Another sign that it’s time to ask for more money is when the cost of providing your product or service increases. Expenses like rent, raw materials, cost of living and payroll rarely stay consistent, and your prices will need to grow at similar rates in order to keep the business afloat.
If you’ve been humming along at the same price point for a significant period of time, it might not be a bad idea to ask for a bit more. After all, customers expect the price of goods and services to increase over time, and are typically more than willing to work with you if you’ve built that positive track record and confidence together.. If a customer doesn’t feel comfortable with the change, consider how your business is affected by keeping them in your portfolio.
Do your homework
When you’ve determined the right time to increase your rates, you’ll have to do a bit of homework to determine exactly how much they should change.

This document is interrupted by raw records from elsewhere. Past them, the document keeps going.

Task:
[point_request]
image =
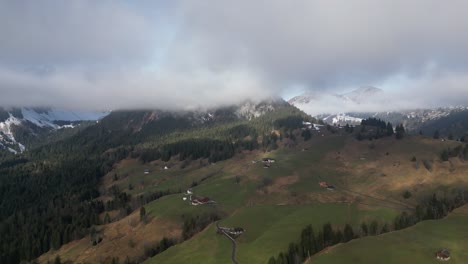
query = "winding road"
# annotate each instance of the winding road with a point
(234, 245)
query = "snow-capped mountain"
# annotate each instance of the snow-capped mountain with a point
(362, 95)
(352, 107)
(32, 122)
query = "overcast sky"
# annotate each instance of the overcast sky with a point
(189, 54)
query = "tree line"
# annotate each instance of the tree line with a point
(311, 242)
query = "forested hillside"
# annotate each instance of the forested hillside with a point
(48, 194)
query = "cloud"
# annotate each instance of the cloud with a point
(187, 54)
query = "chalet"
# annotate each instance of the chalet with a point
(307, 125)
(443, 255)
(317, 127)
(232, 231)
(199, 200)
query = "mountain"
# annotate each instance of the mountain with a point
(350, 108)
(51, 194)
(362, 95)
(22, 127)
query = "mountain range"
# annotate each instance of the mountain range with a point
(351, 107)
(20, 127)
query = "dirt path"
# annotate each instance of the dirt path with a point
(234, 245)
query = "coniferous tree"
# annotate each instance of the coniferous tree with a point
(389, 129)
(348, 233)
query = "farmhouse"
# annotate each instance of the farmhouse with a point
(323, 184)
(443, 255)
(199, 200)
(232, 231)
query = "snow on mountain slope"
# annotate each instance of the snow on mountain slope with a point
(34, 119)
(362, 95)
(46, 118)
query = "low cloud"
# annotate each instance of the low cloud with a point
(186, 54)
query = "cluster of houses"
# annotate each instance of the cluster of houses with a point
(267, 162)
(309, 125)
(197, 200)
(443, 255)
(231, 231)
(329, 187)
(147, 171)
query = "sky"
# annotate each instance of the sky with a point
(100, 55)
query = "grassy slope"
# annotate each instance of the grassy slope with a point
(416, 244)
(274, 217)
(270, 228)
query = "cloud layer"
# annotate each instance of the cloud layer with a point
(187, 54)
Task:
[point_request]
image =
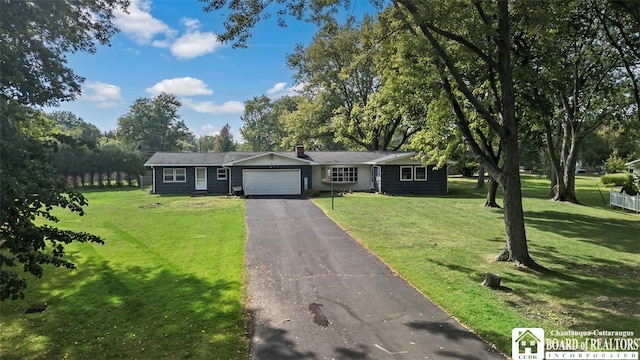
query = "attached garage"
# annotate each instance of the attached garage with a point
(271, 181)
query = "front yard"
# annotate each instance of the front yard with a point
(169, 281)
(445, 245)
(166, 285)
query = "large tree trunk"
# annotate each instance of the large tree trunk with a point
(503, 122)
(480, 184)
(516, 249)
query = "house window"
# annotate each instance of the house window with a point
(222, 174)
(406, 173)
(174, 174)
(342, 174)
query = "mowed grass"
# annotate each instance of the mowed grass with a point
(167, 284)
(444, 245)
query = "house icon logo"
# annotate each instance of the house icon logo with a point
(527, 344)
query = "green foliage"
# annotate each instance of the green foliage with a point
(205, 143)
(357, 100)
(263, 129)
(615, 164)
(154, 125)
(29, 191)
(630, 188)
(593, 261)
(36, 38)
(155, 291)
(223, 142)
(616, 179)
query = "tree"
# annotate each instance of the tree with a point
(35, 37)
(263, 129)
(583, 75)
(154, 125)
(30, 189)
(205, 143)
(343, 70)
(464, 38)
(223, 142)
(478, 33)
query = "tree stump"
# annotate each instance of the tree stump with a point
(492, 280)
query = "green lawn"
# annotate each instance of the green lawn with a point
(444, 246)
(167, 284)
(169, 281)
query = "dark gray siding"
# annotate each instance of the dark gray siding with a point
(436, 183)
(214, 186)
(305, 171)
(187, 187)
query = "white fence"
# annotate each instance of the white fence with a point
(624, 201)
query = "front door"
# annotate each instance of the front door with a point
(201, 178)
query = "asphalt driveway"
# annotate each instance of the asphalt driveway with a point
(315, 293)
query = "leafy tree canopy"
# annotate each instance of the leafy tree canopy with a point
(154, 125)
(35, 38)
(29, 190)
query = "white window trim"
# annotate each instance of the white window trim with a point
(173, 172)
(224, 173)
(346, 171)
(415, 173)
(406, 167)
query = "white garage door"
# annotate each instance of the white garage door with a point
(271, 181)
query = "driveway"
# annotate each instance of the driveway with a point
(315, 293)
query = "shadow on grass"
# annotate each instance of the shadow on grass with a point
(621, 235)
(587, 295)
(135, 313)
(454, 335)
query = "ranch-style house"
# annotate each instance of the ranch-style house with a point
(294, 173)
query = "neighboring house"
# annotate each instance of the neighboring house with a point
(634, 167)
(293, 173)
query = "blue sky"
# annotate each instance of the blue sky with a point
(171, 46)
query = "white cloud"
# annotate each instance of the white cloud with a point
(209, 107)
(103, 94)
(185, 86)
(280, 89)
(194, 43)
(209, 130)
(138, 23)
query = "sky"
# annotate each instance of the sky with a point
(171, 46)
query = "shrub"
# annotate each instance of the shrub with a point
(630, 189)
(614, 164)
(617, 179)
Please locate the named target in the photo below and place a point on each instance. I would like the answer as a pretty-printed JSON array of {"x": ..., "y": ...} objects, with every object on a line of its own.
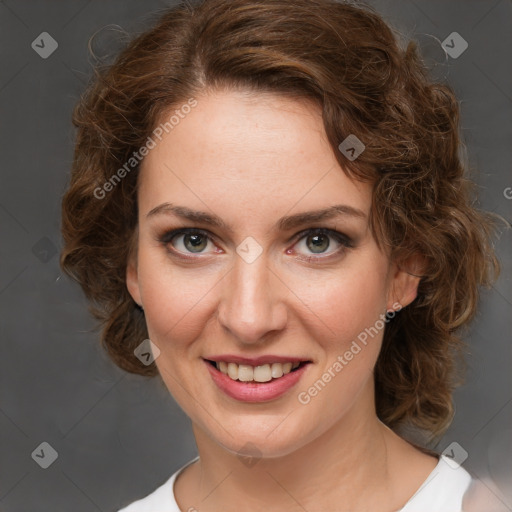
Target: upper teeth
[{"x": 248, "y": 373}]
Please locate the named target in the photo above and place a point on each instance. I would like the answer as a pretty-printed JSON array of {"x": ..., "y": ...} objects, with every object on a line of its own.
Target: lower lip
[{"x": 255, "y": 391}]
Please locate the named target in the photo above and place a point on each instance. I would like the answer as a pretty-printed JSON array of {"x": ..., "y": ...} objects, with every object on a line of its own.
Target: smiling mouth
[{"x": 262, "y": 373}]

Begin by consulting with mentors, experts or colleagues that have a strong sense of what’s typical in your industry, location and/or niche. You can also check online forums, job postings and websites GlassDoor, Bonsai, and LinkedIn Salary to get a sense of the standard rates for your services. Keep in mind that, although there are standards for each industry, you should adjust the rates of your products or services to accommodate the needs and growth of your own business.
Finally, consider talking to your customers—especially those with whom you have a longstanding relationship—and engage them in an honest discussion about your prices. Ask them if they would feel comfortable paying the new rates you are planning to apply, and be as transparent as you can about why you believe this change is warranted. Though an increase always carries the potential of scaring away clients, most will appreciate the opportunity to be part of the decision making process and will take this opportunity to renew their loyalty with your business.

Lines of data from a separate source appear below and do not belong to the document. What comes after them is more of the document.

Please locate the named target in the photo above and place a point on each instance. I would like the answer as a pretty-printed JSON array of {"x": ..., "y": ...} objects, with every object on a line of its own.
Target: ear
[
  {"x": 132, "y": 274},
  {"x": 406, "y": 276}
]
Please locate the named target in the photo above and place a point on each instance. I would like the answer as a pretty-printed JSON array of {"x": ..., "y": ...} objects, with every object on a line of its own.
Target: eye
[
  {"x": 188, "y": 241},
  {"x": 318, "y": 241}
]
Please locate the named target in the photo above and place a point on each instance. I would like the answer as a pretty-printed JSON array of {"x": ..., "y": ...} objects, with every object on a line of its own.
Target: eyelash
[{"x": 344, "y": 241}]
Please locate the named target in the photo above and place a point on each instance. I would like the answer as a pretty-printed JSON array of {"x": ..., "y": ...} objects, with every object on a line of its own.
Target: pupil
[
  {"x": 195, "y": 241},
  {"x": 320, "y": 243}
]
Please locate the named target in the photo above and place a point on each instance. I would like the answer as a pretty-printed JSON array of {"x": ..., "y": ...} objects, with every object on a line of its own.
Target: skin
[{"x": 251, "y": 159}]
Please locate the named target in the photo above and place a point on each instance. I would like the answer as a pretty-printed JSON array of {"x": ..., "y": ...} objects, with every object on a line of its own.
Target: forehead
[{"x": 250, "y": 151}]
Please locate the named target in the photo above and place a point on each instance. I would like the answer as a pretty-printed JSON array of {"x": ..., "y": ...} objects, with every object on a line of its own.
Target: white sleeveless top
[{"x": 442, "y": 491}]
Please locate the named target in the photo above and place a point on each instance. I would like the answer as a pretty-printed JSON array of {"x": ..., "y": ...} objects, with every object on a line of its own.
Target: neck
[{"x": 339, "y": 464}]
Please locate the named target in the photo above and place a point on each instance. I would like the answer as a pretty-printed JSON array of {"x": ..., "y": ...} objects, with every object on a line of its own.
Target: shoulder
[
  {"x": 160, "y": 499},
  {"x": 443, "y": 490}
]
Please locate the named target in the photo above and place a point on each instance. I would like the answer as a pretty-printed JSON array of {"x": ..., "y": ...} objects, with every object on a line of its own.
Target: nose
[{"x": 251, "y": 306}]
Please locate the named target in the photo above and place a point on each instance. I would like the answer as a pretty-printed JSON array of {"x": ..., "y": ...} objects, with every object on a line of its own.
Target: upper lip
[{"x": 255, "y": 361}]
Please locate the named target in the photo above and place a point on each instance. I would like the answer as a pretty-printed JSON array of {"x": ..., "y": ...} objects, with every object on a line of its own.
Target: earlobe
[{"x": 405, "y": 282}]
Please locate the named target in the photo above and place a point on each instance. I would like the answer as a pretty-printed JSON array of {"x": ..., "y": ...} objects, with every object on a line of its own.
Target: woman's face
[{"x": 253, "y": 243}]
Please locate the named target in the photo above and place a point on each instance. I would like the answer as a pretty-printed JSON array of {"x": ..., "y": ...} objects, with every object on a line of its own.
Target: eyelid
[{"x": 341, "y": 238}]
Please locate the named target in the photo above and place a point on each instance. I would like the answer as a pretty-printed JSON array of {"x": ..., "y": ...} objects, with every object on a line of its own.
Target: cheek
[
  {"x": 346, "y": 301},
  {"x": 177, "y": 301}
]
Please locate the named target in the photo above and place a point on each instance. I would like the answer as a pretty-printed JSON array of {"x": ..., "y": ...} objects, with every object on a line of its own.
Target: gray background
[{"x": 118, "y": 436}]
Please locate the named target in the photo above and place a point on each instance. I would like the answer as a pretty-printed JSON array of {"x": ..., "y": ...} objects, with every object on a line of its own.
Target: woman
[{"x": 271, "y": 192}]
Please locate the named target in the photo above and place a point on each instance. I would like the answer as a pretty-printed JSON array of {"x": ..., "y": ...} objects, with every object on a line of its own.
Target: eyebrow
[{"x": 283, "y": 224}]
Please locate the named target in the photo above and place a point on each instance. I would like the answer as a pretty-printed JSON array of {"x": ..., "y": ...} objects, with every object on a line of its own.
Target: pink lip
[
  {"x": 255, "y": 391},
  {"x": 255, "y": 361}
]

Female entrepreneurs are statistically overdue for a raise
While the rise of independent employment was widely considered a solution to the gender wage gap, it has unfortunately spurned a gap of its own. Women still earn 81% as much as their male colleagues in the traditional workforce, but research shows that the average woman entrepreneur charges only 68% of the industry-average price per service. While it’s difficult to pinpoint exactly when it’s time to raise your prices, female entrepreneurs are starting to take charge of their business and stand for equal pay.

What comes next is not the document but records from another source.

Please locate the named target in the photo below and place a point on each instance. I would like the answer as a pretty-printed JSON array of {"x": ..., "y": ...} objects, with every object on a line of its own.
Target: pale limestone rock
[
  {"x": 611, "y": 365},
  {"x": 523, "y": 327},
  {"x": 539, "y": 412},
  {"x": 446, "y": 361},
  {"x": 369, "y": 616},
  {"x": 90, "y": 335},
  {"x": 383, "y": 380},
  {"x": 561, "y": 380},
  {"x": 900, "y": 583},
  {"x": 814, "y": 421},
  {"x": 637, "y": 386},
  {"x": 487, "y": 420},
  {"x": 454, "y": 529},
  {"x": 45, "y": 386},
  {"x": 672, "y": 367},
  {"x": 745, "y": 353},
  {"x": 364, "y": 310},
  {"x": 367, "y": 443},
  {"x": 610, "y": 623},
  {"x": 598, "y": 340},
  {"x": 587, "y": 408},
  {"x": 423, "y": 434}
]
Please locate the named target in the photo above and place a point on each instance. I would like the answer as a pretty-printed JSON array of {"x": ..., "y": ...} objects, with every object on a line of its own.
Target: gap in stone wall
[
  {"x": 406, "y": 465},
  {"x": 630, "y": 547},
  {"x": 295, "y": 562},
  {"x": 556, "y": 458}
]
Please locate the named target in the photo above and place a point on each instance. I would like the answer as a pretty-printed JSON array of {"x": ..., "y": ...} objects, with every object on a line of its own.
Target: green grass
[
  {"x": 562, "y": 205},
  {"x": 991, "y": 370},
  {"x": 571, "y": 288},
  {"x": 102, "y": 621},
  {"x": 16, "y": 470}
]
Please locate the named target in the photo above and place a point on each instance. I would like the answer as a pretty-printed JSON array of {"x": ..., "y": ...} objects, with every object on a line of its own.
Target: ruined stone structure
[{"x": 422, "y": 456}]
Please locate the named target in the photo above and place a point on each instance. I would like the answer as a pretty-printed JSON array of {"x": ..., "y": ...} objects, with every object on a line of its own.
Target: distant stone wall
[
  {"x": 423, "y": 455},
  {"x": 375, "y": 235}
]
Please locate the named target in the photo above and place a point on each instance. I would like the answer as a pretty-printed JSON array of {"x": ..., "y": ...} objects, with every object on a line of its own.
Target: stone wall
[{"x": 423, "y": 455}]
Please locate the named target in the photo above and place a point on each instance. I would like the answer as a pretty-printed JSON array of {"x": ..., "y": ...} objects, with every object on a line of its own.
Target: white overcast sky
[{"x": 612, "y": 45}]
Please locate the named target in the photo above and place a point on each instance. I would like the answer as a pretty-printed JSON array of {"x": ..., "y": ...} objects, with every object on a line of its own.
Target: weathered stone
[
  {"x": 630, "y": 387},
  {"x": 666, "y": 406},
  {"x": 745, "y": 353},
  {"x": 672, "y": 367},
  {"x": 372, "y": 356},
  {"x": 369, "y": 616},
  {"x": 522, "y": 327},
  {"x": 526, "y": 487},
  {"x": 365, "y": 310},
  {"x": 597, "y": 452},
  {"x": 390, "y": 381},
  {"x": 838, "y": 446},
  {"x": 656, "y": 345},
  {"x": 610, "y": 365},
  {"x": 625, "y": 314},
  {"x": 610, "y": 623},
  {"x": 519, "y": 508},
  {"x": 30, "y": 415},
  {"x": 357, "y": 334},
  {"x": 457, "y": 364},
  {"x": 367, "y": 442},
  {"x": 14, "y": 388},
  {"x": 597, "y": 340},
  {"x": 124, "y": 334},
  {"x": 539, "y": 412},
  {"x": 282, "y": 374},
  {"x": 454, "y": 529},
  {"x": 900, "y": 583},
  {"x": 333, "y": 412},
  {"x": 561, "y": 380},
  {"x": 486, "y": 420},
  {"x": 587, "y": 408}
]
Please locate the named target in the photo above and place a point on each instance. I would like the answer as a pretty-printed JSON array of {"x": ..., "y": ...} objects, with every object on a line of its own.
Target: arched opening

If you’ve determined that it’s time for a rate increase, the invariable next question becomes “by how much?” While there is no right answer, there is an acceptable range. For instance, while a rate increase of 1% may not seem worth the effort, a rate increase of more than 20% is probably not going to sit well with your existing customers or compete positively within your niche.
When a significant rate increase is necessary (more than 10%), consider rolling it out incrementally. This can help you mitigate tough conversations with your clients, and keep them appraised on any upcoming, related changes. As we talked about earlier, being upfront with your rate changes can make it easier for your customers to manage this change on their end, but it also gives you the opportunity to determine the effects of each incremental change on your overall business, like changes to your cashflow, or other expenses incurred.
Start with new clients
While you’re incrementally increasing rates for existing clients, you can also experiment with charging your full new rate when onboarding new customers. This is an easy way to gauge the market’s reaction to your new prices and test the waters before diving in. You may find that customers are less likely to engage with you at this new price point, so consider revising your numbers and trying again; or you may find that they have no objection to your higher rates, and you can start earning more sooner. You won’t know until you try.